Humiliations sexistes, insultes, jeux de rôle misogynes, harcèlement moral quotidien… « Une machine à broyer les femmes », titre Libération, qui, dans une longue enquête publiée le 23 mars, raconte comment un noyau dur, composé d’élèves « tradis », impose sa loi aux filles et aux réfractaires au sein du lycée militaire de Saint-Cyr-l’Ecole (Yvelines), préparatoire aux grandes écoles militaires.

L’affaire a éclaté au début de décembre 2017, relate le quotidien, quand une élève de deuxième année a envoyé une lettre à Emmanuel Macron, dans laquelle elle dit « avoir honte d’avoir voulu aller dans une armée qui n’est pas prête à recevoir des femmes ». La jeune femme explique avoir été persécutée pendant deux ans par un petit groupe de garçons, résolus à lui faire abandonner ses études.

Une minorité ultraconservatrice

Extrêmement influents au sein de l’établissement, ces jeunes hommes gravitent dans la sphère catholique traditionaliste – ils assistent à la messe en latin le mercredi et le dimanche –, se disent souvent proches des milieux d’extrême droite et affichent ouvertement des positions contre les homosexuels ou l’avortement. Les filles sont traitées de « grosses », car elles ne seraient « juste bonnes qu’à être engrossées ». « Les filles de classe prépa sont le diable, des pestiférées, des voleuses de concours, des ennemis à éliminer », témoigne ainsi un « tradi » repenti.

« On retrouve les filles en pleurs dans les couloirs, prêtes à tout arrêter du jour au lendemain »

Ce petit groupe ultraconservateur (une soixantaine d’élèves sur les 230 du lycée militaire de Saint-Cyr-l’Ecole) parviendrait à faire le vide autour de lui, en décourageant les filles, par un travail de sape mental, de poursuivre leurs études, et en marginalisant les garçons rebelles à leurs valeurs. Beaucoup de jeunes femmes craquent : « On retrouve les filles en pleurs dans les couloirs, prêtes à tout arrêter du jour au lendemain », raconte à Libération une source interne. Une ancienne élève de l’établissement se souvient :

« Je me sens humiliée dans mon identité de femme et bafouée dans mon droit d’être ici. ça m’a rendue malade, j’ai longtemps eu des nausées, des maux de ventre. »

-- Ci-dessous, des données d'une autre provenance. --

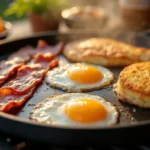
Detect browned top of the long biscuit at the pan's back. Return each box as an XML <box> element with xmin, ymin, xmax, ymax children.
<box><xmin>64</xmin><ymin>38</ymin><xmax>150</xmax><ymax>61</ymax></box>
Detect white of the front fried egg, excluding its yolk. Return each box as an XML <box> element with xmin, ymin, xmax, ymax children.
<box><xmin>30</xmin><ymin>93</ymin><xmax>119</xmax><ymax>127</ymax></box>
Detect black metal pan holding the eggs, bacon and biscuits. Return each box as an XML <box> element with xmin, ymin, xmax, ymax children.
<box><xmin>0</xmin><ymin>32</ymin><xmax>150</xmax><ymax>145</ymax></box>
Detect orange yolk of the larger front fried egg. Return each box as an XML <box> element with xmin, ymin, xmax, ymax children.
<box><xmin>64</xmin><ymin>98</ymin><xmax>107</xmax><ymax>123</ymax></box>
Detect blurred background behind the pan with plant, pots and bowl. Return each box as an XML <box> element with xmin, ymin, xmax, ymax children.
<box><xmin>0</xmin><ymin>0</ymin><xmax>150</xmax><ymax>43</ymax></box>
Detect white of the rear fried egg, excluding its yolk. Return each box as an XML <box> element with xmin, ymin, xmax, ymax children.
<box><xmin>45</xmin><ymin>63</ymin><xmax>114</xmax><ymax>92</ymax></box>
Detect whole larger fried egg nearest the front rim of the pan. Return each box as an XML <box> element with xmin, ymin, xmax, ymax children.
<box><xmin>30</xmin><ymin>93</ymin><xmax>119</xmax><ymax>127</ymax></box>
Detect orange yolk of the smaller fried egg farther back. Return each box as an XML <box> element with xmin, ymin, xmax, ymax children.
<box><xmin>68</xmin><ymin>66</ymin><xmax>103</xmax><ymax>84</ymax></box>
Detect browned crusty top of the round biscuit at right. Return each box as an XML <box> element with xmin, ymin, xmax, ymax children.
<box><xmin>119</xmin><ymin>62</ymin><xmax>150</xmax><ymax>96</ymax></box>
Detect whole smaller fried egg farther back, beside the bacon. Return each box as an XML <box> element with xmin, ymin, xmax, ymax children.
<box><xmin>45</xmin><ymin>63</ymin><xmax>114</xmax><ymax>92</ymax></box>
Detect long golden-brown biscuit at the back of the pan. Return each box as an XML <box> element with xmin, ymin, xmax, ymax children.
<box><xmin>63</xmin><ymin>38</ymin><xmax>150</xmax><ymax>67</ymax></box>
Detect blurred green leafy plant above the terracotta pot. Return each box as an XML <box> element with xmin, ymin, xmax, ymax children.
<box><xmin>4</xmin><ymin>0</ymin><xmax>68</xmax><ymax>17</ymax></box>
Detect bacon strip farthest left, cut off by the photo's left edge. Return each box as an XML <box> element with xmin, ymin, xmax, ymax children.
<box><xmin>0</xmin><ymin>46</ymin><xmax>34</xmax><ymax>85</ymax></box>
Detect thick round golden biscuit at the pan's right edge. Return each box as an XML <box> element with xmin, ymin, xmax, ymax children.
<box><xmin>114</xmin><ymin>62</ymin><xmax>150</xmax><ymax>108</ymax></box>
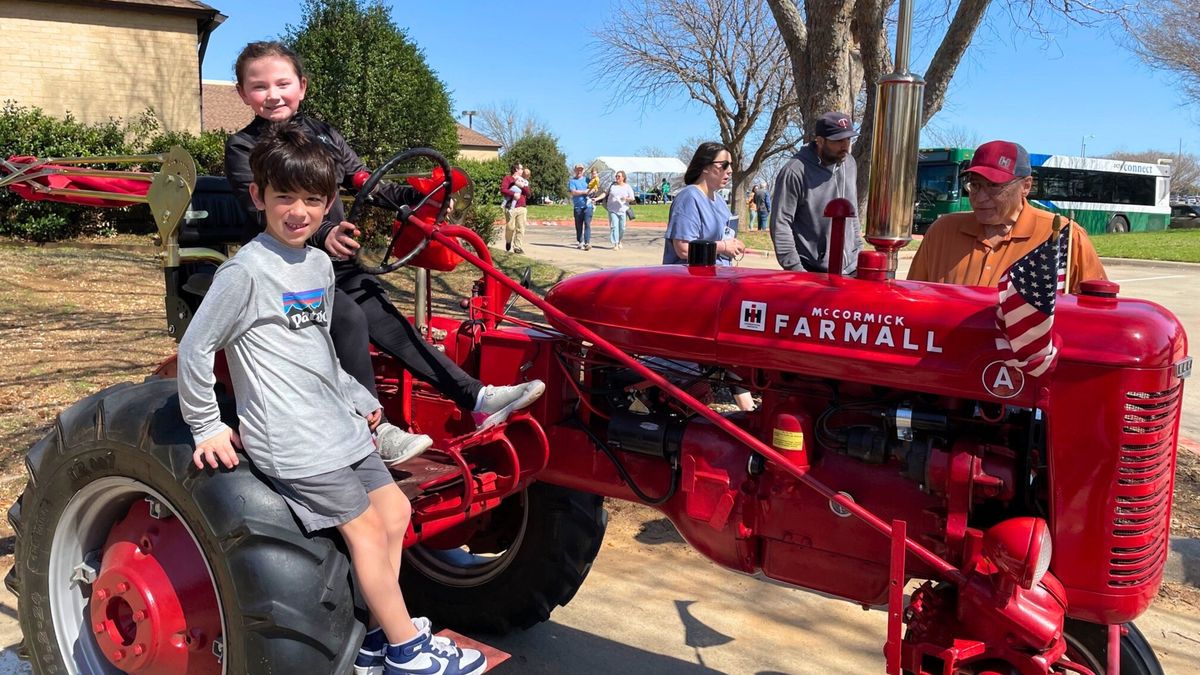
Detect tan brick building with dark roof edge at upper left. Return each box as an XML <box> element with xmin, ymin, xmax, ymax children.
<box><xmin>0</xmin><ymin>0</ymin><xmax>226</xmax><ymax>133</ymax></box>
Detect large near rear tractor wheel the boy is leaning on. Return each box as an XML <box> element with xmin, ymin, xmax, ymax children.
<box><xmin>8</xmin><ymin>380</ymin><xmax>362</xmax><ymax>675</ymax></box>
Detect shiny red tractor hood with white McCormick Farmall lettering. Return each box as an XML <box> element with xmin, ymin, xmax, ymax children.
<box><xmin>546</xmin><ymin>265</ymin><xmax>1187</xmax><ymax>405</ymax></box>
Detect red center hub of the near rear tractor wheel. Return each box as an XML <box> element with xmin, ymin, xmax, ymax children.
<box><xmin>89</xmin><ymin>500</ymin><xmax>221</xmax><ymax>675</ymax></box>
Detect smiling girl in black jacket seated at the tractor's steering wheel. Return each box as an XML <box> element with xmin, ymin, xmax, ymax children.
<box><xmin>224</xmin><ymin>42</ymin><xmax>545</xmax><ymax>466</ymax></box>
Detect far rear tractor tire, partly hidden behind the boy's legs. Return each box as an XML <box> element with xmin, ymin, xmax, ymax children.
<box><xmin>400</xmin><ymin>483</ymin><xmax>608</xmax><ymax>633</ymax></box>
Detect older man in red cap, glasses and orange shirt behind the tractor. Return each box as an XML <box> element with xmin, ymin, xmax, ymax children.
<box><xmin>908</xmin><ymin>141</ymin><xmax>1106</xmax><ymax>293</ymax></box>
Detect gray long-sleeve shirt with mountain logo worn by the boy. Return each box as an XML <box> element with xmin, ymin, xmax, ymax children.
<box><xmin>179</xmin><ymin>233</ymin><xmax>379</xmax><ymax>479</ymax></box>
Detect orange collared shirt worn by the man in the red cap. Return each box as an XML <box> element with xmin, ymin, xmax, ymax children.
<box><xmin>908</xmin><ymin>202</ymin><xmax>1108</xmax><ymax>293</ymax></box>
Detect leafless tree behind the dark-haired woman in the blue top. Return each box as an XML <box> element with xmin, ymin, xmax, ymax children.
<box><xmin>594</xmin><ymin>0</ymin><xmax>799</xmax><ymax>219</ymax></box>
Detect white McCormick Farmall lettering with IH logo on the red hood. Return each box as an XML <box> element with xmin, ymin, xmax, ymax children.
<box><xmin>738</xmin><ymin>300</ymin><xmax>942</xmax><ymax>354</ymax></box>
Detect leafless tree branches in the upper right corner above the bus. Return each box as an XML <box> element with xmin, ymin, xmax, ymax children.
<box><xmin>1129</xmin><ymin>0</ymin><xmax>1200</xmax><ymax>102</ymax></box>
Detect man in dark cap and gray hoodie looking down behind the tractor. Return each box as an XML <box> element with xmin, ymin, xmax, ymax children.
<box><xmin>770</xmin><ymin>112</ymin><xmax>863</xmax><ymax>274</ymax></box>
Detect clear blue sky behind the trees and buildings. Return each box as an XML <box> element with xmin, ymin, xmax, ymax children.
<box><xmin>204</xmin><ymin>0</ymin><xmax>1200</xmax><ymax>162</ymax></box>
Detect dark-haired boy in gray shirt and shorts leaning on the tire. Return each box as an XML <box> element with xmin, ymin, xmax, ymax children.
<box><xmin>179</xmin><ymin>124</ymin><xmax>486</xmax><ymax>675</ymax></box>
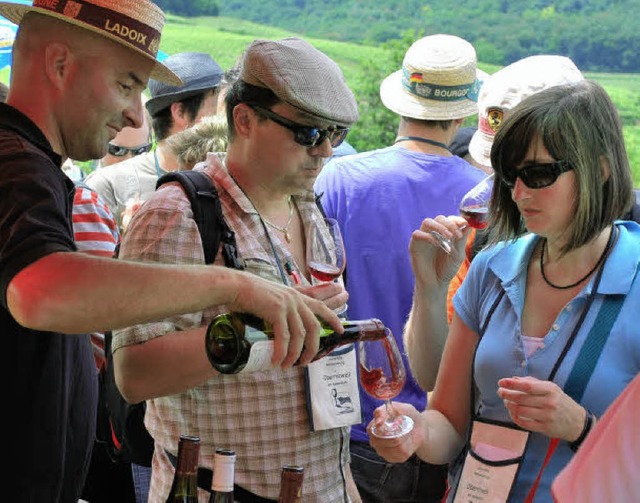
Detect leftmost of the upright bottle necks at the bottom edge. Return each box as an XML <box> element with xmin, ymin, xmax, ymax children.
<box><xmin>167</xmin><ymin>435</ymin><xmax>200</xmax><ymax>503</ymax></box>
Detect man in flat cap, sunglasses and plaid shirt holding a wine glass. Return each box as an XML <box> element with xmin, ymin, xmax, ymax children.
<box><xmin>113</xmin><ymin>38</ymin><xmax>360</xmax><ymax>503</ymax></box>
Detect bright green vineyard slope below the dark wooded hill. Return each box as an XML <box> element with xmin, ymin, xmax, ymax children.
<box><xmin>0</xmin><ymin>15</ymin><xmax>640</xmax><ymax>181</ymax></box>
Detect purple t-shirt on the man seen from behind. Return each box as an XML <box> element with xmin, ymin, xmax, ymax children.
<box><xmin>315</xmin><ymin>146</ymin><xmax>486</xmax><ymax>442</ymax></box>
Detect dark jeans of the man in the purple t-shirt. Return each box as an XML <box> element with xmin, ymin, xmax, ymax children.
<box><xmin>351</xmin><ymin>440</ymin><xmax>447</xmax><ymax>503</ymax></box>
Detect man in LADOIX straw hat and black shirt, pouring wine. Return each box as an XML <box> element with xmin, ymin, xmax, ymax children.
<box><xmin>0</xmin><ymin>0</ymin><xmax>341</xmax><ymax>503</ymax></box>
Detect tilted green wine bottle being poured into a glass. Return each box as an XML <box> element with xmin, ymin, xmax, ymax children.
<box><xmin>205</xmin><ymin>313</ymin><xmax>389</xmax><ymax>374</ymax></box>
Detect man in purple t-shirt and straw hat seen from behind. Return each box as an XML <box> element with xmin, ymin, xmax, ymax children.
<box><xmin>315</xmin><ymin>35</ymin><xmax>485</xmax><ymax>502</ymax></box>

« Tolérance zéro » pour la ministre

Les témoignages recueillis décrivent des jeunes hommes « prêts à tout » pour éliminer toute forme de concurrence pour l’entrée à l’Ecole spéciale militaire de Saint-Cyr – le graal pour ces étudiants. Si bien qu’il n’est pas rare de voir arriver « les pires » à Coëtquidan (Morbihan), et par conséquent de les retrouver parmi les officiers de l’armée.

La direction de l’établissement qui, dans un premier temps, évoquait de simples « blagues potaches », remue depuis ciel et terre pour étouffer l’écho médiatique qu’à reçu l’affaire révélée par Libération. « Ici, on laisse les filles se faire opprimer et on ne sanctionne jamais les bourreaux », déplore une ancienne élève du lycée militaire.

Invitée vendredi 23 mars sur RTL, la ministre des armées, Florence Parly, qui dit avoir ordonné des enquêtes sur les agissements décrits à Saint-Cyr, a répondu fermement :

« Pour ce qui me concerne, c’est tolérance zéro. On redoublera d’efforts pour que ce comportement de minorité cesse. Le problème est réel, des dysfonctionnements graves ont été constatés, Des mesures ont été mises en œuvre. »

La ministre envisage des sanctions d’exclusion contre les élèves concernés, voire des « sanctions éventuelles contre le corps enseignant s’il ne prend pas les mesures qui conviennent ». « Il est inacceptable au XXIe siècle que des jeunes filles soient l’objet de pareilles discriminations », s’est indignée Florence Parly au micro de RTL.